Cases of hemorrhagic fever were reported in an area of Congo that is facing an Ebola epidemic as far back as December and the first deaths were reported in January, a spokesman for the World Health Organization said in the capital Kinshasa on Thursday.

The health ministry said on Tuesday that at least 17 people had died in an area of northwestern Democratic Republic of Congo where health officials have now confirmed an outbreak of Ebola, but did not give a time frame. Only two cases have been confirmed, by a laboratory in Kinshasa.

A timespan as long as five months since the first infection would be alarming, since it would give the virus a head start in infecting a lot more people before any action was taken to contain it.

This is the ninth time Ebola has been recorded in the vast, forested central African nation since it was first identified near the eastern Ebola river in the 1970s. It comes less than a year after an outbreak which killed eight people.

"According to our early information, the cases have been reported since December and the first deaths were reported in January, but the link between the deaths and the epidemic has not yet been established," WHO Congo spokesman Eugene Kabambi told Reuters.
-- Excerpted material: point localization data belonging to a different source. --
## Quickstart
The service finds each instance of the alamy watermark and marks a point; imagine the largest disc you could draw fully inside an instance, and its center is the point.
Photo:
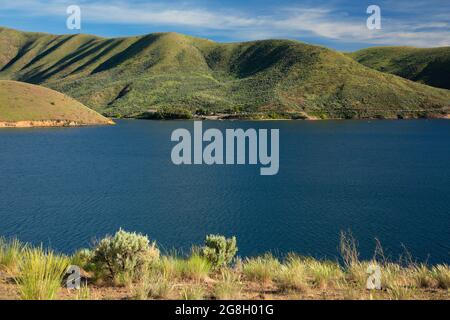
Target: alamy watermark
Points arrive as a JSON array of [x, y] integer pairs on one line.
[[374, 20], [237, 146], [374, 279]]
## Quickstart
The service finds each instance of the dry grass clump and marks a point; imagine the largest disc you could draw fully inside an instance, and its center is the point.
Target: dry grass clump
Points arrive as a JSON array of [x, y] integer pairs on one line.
[[261, 269], [441, 274], [40, 273], [324, 273], [292, 275], [193, 292], [196, 268], [10, 252], [421, 276], [229, 287]]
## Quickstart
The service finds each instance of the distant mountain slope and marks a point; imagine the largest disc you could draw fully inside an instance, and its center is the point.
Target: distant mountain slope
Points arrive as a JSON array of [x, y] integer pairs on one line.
[[428, 66], [23, 104], [126, 77]]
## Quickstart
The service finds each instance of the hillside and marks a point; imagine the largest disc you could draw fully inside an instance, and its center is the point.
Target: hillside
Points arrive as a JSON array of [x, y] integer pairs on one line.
[[126, 77], [26, 105], [428, 66]]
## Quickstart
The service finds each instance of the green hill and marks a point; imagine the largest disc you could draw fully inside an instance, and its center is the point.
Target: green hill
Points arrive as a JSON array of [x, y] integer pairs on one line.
[[126, 77], [428, 66], [26, 105]]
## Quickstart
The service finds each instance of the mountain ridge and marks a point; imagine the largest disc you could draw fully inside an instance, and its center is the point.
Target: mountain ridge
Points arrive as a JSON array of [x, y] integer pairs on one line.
[[430, 66], [128, 76]]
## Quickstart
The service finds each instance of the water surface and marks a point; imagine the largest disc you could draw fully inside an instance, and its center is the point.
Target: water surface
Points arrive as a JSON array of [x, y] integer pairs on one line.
[[64, 187]]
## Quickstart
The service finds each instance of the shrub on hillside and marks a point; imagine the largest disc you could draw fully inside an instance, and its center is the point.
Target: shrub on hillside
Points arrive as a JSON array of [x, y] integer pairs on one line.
[[219, 251], [124, 253]]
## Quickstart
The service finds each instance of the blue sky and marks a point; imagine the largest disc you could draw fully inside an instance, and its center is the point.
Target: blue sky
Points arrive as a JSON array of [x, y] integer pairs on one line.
[[340, 24]]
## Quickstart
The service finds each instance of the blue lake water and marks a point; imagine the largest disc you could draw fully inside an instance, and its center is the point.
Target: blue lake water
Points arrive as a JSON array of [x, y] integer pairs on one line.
[[63, 187]]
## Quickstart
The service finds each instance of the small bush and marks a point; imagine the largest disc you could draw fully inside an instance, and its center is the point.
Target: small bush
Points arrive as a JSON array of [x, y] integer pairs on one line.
[[124, 253], [84, 293], [219, 251], [262, 269], [400, 292], [40, 274]]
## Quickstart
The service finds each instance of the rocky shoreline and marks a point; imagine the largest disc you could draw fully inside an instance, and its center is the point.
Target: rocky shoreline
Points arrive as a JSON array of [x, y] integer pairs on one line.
[[46, 123]]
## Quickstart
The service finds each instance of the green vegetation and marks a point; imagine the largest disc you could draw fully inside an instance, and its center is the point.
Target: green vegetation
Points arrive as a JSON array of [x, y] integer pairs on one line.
[[219, 251], [178, 75], [22, 102], [35, 273], [40, 273], [428, 66], [124, 254]]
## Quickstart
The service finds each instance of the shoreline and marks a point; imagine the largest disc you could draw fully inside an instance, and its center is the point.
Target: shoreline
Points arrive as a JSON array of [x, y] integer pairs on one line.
[[49, 124]]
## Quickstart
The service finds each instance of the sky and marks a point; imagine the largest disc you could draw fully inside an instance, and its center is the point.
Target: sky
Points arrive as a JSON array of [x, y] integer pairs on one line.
[[339, 24]]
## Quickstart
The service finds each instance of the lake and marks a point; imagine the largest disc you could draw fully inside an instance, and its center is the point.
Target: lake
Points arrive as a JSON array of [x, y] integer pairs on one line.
[[390, 180]]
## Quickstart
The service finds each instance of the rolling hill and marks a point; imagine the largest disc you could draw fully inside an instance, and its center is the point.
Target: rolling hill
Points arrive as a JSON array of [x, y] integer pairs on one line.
[[27, 105], [428, 66], [127, 77]]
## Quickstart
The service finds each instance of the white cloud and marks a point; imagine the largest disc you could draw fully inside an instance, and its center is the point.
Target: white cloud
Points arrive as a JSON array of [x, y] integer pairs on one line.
[[296, 22]]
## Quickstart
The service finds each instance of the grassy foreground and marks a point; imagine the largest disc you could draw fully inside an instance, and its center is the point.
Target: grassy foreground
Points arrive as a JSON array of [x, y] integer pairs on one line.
[[129, 266]]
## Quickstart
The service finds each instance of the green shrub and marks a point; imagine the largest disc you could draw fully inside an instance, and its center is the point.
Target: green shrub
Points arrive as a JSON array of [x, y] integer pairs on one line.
[[124, 253], [40, 274], [292, 276], [83, 259], [219, 251]]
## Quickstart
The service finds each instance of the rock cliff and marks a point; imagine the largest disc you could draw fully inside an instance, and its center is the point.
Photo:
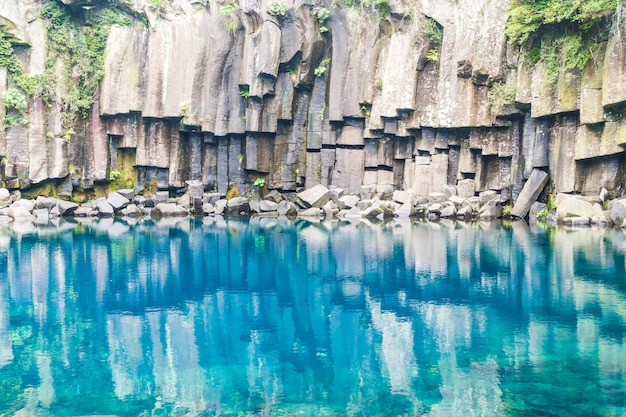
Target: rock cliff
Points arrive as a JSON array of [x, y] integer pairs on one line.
[[371, 97]]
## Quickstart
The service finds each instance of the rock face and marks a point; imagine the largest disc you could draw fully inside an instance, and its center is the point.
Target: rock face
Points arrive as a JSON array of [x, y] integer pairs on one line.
[[205, 99]]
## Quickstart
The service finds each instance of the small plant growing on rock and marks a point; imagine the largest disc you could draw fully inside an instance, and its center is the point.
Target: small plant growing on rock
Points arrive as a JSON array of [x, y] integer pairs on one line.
[[320, 71], [433, 55], [229, 10], [322, 14], [14, 99], [501, 94], [277, 8], [434, 35], [114, 175]]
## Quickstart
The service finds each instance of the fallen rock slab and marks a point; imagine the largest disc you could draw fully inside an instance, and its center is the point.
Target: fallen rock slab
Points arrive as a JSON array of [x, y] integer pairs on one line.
[[529, 194], [168, 210], [315, 196]]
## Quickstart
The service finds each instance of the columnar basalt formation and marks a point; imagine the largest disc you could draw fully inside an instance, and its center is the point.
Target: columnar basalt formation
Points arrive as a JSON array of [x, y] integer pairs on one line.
[[364, 99]]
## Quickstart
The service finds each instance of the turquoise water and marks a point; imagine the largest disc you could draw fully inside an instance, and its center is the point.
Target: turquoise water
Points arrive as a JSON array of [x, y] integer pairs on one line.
[[204, 317]]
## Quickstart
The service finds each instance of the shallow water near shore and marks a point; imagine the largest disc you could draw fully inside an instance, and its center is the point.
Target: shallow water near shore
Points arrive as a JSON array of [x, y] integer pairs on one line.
[[271, 317]]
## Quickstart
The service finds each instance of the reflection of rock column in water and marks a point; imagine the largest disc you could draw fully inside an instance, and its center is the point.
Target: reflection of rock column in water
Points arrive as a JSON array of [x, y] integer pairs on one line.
[[126, 354], [465, 391], [397, 350], [6, 347]]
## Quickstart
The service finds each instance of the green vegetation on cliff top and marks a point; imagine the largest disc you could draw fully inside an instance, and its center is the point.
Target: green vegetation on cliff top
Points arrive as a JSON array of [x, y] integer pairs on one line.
[[78, 41], [562, 34], [529, 18]]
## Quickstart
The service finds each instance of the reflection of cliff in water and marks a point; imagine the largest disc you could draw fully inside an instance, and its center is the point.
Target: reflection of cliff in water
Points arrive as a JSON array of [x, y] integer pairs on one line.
[[393, 318]]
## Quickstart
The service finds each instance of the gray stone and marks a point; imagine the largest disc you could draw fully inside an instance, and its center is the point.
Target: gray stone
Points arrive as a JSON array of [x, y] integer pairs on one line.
[[161, 197], [168, 210], [131, 210], [330, 210], [208, 209], [43, 214], [184, 201], [82, 211], [456, 200], [236, 206], [117, 201], [466, 188], [490, 211], [435, 208], [336, 193], [255, 206], [274, 196], [367, 192], [529, 194], [16, 212], [66, 208], [27, 204], [266, 205], [617, 211], [448, 211], [195, 188], [436, 198], [485, 196], [315, 196], [363, 204], [105, 209], [577, 221], [45, 202], [405, 210], [353, 213], [310, 212], [537, 208], [55, 212], [287, 208], [4, 194], [402, 196], [220, 206], [373, 212], [212, 198], [449, 191], [126, 193], [570, 206], [349, 201], [464, 212], [604, 195]]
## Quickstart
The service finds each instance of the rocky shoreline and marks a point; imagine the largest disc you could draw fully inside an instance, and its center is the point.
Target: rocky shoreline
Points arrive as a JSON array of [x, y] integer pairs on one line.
[[318, 201]]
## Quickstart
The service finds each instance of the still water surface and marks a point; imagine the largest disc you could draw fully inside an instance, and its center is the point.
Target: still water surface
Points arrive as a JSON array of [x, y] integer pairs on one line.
[[204, 317]]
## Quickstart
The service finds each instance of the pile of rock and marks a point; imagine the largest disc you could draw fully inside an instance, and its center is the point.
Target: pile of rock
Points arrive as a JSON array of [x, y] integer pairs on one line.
[[318, 201]]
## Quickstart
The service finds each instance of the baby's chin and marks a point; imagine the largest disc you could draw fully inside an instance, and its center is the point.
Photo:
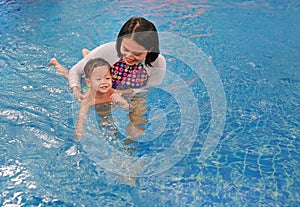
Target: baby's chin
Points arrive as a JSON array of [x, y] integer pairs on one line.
[[103, 89], [130, 62]]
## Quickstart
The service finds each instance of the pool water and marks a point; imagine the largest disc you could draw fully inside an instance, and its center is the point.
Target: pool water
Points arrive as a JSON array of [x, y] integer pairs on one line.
[[222, 130]]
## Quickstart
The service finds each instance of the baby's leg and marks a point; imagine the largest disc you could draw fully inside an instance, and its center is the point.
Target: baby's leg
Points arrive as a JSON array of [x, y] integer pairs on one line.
[[61, 70], [85, 52]]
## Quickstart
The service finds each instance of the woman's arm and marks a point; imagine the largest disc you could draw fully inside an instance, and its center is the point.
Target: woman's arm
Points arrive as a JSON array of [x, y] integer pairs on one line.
[[106, 51], [156, 74], [83, 111]]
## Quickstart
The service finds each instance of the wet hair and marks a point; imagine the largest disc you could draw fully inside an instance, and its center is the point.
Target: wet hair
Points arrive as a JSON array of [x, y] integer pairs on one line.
[[144, 33], [94, 63]]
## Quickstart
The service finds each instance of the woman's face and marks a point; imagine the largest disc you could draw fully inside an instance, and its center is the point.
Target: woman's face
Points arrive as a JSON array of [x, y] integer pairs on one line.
[[132, 52]]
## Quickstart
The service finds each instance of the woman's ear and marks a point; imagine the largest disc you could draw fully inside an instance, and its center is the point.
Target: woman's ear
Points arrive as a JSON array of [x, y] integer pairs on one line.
[[88, 82]]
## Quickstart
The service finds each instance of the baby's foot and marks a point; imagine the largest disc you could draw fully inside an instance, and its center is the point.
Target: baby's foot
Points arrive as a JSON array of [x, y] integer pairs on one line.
[[61, 70], [85, 52]]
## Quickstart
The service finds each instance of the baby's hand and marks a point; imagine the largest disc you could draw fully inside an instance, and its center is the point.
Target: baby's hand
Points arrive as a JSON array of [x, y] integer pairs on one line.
[[117, 98], [78, 134], [77, 93]]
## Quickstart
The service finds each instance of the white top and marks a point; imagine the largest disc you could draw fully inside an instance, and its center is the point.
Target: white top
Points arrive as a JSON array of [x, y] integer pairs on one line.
[[109, 53]]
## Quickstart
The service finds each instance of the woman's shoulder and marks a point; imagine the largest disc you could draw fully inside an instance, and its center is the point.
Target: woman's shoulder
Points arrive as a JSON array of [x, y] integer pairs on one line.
[[106, 51]]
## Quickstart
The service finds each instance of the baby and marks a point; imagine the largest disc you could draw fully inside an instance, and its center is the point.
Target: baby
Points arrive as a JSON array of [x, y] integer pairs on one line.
[[98, 78]]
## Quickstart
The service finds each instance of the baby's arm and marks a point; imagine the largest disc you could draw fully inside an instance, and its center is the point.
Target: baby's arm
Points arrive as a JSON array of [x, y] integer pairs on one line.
[[117, 98]]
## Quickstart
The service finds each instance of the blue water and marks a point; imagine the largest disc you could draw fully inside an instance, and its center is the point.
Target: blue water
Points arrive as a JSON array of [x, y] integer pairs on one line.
[[224, 125]]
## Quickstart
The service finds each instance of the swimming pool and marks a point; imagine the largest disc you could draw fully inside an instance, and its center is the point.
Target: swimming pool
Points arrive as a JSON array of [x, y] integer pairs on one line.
[[236, 70]]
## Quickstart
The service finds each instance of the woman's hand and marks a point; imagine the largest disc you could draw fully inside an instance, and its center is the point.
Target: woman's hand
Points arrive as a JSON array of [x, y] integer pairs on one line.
[[117, 98]]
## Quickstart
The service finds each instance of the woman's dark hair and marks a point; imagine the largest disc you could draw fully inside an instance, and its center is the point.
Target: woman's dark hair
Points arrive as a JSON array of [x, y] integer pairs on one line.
[[144, 33], [94, 63]]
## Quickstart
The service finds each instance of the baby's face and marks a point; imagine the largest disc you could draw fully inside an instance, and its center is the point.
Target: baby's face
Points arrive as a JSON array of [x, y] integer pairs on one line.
[[100, 79]]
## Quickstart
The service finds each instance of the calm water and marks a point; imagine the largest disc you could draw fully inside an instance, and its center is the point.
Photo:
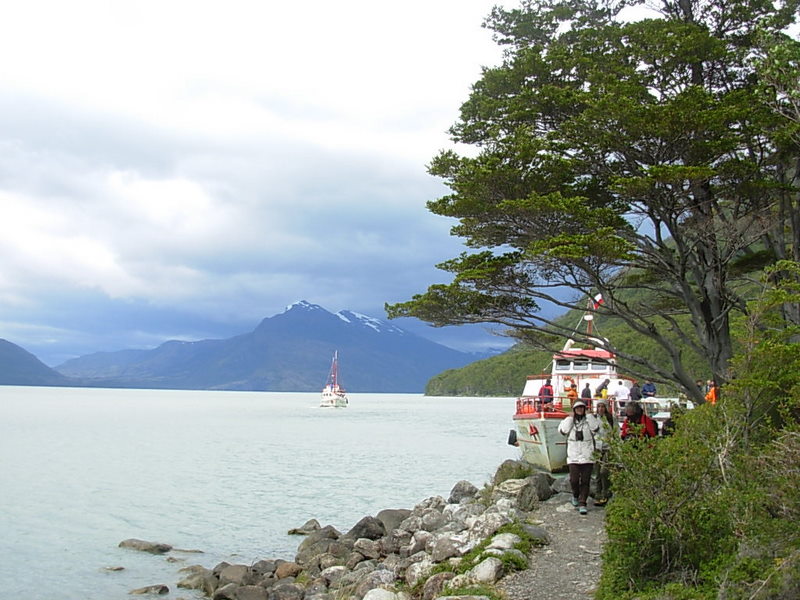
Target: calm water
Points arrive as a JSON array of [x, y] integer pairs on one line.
[[224, 472]]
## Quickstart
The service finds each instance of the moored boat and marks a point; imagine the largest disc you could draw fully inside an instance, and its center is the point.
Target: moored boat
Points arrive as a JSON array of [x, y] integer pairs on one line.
[[333, 394], [536, 421]]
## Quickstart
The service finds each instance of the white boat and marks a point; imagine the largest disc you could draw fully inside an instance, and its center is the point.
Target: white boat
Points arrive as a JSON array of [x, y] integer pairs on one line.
[[536, 426], [333, 394]]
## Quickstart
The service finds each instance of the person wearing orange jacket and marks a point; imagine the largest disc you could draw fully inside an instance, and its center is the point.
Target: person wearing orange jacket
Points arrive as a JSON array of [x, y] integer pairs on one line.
[[713, 392]]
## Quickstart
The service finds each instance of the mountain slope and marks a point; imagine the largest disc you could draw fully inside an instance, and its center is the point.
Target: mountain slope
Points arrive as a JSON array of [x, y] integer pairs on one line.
[[20, 367], [290, 351]]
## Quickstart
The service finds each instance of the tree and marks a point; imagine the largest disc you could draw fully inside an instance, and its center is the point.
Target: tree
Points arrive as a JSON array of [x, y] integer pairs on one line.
[[613, 157]]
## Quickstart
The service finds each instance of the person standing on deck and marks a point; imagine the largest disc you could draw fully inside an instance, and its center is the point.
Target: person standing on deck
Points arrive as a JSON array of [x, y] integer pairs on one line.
[[649, 389], [580, 430], [635, 418], [546, 395]]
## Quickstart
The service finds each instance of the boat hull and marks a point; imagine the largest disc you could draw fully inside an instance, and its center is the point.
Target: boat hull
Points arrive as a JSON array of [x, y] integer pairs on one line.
[[540, 441]]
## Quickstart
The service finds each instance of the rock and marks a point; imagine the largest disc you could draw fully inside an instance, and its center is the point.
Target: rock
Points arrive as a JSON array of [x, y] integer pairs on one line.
[[487, 571], [418, 571], [159, 589], [462, 490], [539, 535], [368, 527], [512, 469], [543, 484], [504, 541], [379, 578], [380, 594], [251, 592], [369, 548], [435, 584], [392, 517], [199, 578], [432, 519], [444, 548], [238, 574], [306, 528], [332, 575], [287, 569], [226, 592], [286, 591], [143, 546]]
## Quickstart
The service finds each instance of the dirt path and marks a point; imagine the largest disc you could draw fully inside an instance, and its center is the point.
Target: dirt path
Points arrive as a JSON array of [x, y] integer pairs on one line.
[[569, 567]]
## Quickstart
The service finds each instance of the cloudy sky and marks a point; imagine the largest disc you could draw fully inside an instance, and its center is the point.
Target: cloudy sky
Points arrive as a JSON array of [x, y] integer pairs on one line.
[[182, 169]]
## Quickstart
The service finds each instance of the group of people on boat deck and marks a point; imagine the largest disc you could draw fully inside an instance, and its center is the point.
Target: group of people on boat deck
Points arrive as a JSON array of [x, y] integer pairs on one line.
[[588, 437]]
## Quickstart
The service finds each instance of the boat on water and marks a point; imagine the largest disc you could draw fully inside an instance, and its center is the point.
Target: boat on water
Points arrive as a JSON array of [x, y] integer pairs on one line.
[[333, 394], [536, 422]]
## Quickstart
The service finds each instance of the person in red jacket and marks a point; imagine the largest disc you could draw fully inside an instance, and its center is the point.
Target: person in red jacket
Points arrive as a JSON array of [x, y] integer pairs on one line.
[[635, 417]]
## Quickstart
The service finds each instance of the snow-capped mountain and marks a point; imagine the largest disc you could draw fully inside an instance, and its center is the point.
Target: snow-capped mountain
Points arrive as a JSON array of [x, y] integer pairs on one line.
[[290, 351]]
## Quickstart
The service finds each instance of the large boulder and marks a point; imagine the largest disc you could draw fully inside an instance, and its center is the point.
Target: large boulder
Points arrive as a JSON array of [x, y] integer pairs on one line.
[[392, 517], [513, 469], [461, 491], [368, 527]]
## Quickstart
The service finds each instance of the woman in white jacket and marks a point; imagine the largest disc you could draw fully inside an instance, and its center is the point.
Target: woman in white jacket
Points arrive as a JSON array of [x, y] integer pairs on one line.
[[580, 430]]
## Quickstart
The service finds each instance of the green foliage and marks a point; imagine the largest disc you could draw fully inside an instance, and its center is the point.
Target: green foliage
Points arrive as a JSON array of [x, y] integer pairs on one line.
[[713, 511]]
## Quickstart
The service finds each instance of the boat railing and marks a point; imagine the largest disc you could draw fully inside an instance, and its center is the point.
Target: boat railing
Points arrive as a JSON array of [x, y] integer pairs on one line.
[[527, 405]]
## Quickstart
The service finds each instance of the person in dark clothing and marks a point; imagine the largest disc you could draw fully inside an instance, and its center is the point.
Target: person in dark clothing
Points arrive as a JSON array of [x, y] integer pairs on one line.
[[636, 419]]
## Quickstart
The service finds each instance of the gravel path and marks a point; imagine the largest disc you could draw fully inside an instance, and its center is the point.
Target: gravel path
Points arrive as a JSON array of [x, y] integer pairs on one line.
[[569, 567]]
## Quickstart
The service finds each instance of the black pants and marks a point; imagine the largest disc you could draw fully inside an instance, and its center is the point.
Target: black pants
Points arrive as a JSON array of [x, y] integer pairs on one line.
[[579, 478]]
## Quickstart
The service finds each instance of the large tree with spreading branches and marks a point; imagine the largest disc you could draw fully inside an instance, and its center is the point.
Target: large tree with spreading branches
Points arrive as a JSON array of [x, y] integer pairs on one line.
[[614, 155]]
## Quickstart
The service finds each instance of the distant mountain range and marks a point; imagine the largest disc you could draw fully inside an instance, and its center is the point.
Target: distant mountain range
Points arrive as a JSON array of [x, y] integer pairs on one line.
[[291, 351]]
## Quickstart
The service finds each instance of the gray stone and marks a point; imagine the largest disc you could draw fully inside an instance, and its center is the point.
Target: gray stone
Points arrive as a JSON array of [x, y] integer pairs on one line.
[[512, 469], [462, 490], [539, 535], [251, 592], [487, 571], [368, 527], [286, 591], [144, 546], [504, 541], [367, 547], [287, 569], [226, 592], [238, 574], [392, 517], [159, 589], [435, 584], [306, 528], [444, 548], [380, 594]]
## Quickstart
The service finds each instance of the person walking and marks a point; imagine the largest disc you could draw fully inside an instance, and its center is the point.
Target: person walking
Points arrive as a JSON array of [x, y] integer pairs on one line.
[[580, 430], [607, 428]]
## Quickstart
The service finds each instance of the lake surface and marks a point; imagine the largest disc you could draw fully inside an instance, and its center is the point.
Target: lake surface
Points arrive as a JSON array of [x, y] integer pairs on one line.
[[227, 473]]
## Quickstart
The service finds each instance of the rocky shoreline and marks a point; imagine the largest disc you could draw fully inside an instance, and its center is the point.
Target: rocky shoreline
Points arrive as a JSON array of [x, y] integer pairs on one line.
[[477, 542]]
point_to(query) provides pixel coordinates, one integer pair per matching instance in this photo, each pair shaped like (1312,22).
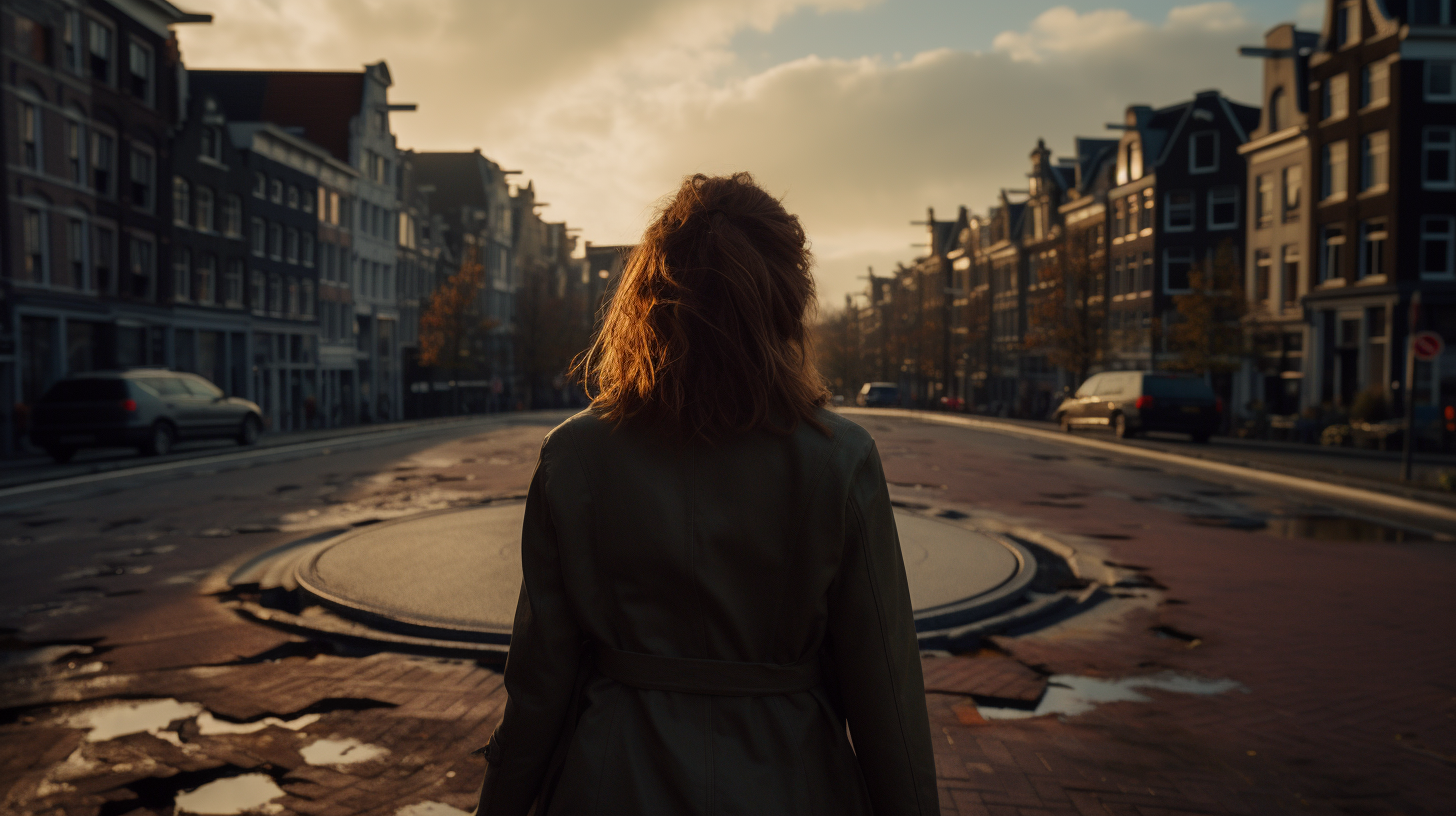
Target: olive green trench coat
(765,548)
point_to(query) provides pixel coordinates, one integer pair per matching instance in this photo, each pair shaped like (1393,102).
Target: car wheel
(162,437)
(251,430)
(1120,427)
(60,453)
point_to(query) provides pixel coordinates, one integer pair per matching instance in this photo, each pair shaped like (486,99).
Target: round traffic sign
(1427,346)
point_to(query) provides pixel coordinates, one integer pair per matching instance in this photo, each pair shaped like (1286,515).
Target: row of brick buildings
(1319,213)
(259,228)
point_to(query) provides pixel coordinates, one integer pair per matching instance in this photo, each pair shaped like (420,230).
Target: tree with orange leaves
(453,331)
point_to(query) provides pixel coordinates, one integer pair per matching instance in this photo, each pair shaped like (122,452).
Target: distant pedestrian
(712,579)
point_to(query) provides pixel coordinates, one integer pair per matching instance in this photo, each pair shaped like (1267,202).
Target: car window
(1177,388)
(85,391)
(165,386)
(201,388)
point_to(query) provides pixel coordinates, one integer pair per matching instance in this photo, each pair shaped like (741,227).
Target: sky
(859,114)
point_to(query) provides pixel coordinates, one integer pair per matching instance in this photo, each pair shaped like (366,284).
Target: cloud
(607,105)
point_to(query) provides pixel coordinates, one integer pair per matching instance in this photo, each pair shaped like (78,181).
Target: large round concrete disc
(462,570)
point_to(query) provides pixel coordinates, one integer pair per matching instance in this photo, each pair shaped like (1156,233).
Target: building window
(1335,98)
(1293,191)
(259,238)
(181,201)
(1223,207)
(1437,161)
(1180,212)
(1263,265)
(139,64)
(104,260)
(1372,248)
(141,179)
(1177,264)
(1335,171)
(182,273)
(1375,83)
(104,162)
(1203,152)
(1431,12)
(35,245)
(143,267)
(1440,80)
(1264,200)
(76,152)
(1331,251)
(233,290)
(232,216)
(206,274)
(1437,239)
(31,136)
(99,42)
(1375,161)
(203,209)
(72,41)
(1347,25)
(1289,276)
(76,254)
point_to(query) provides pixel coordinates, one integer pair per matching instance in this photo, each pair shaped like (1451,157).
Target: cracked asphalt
(1252,652)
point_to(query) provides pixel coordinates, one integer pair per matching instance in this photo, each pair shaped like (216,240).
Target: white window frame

The health ministry said on Thursday it had dispatched a team of 12 experts to the area to try to trace new contacts of the disease, identify affected villages and provide resources to combat the epidemic.

Ebola is best known and most feared for the internal and external bleeding it can cause in its victims, owing to damage done to blood vessels. Victims often die of shock but symptoms can be vague, including fever, muscle pain, diarrhoea and nausea.

The worst Ebola epidemic in history ended in West Africa just two years ago after killing more than 11,300 people and infecting 28,600 in Guinea, Sierra Leone and Liberia.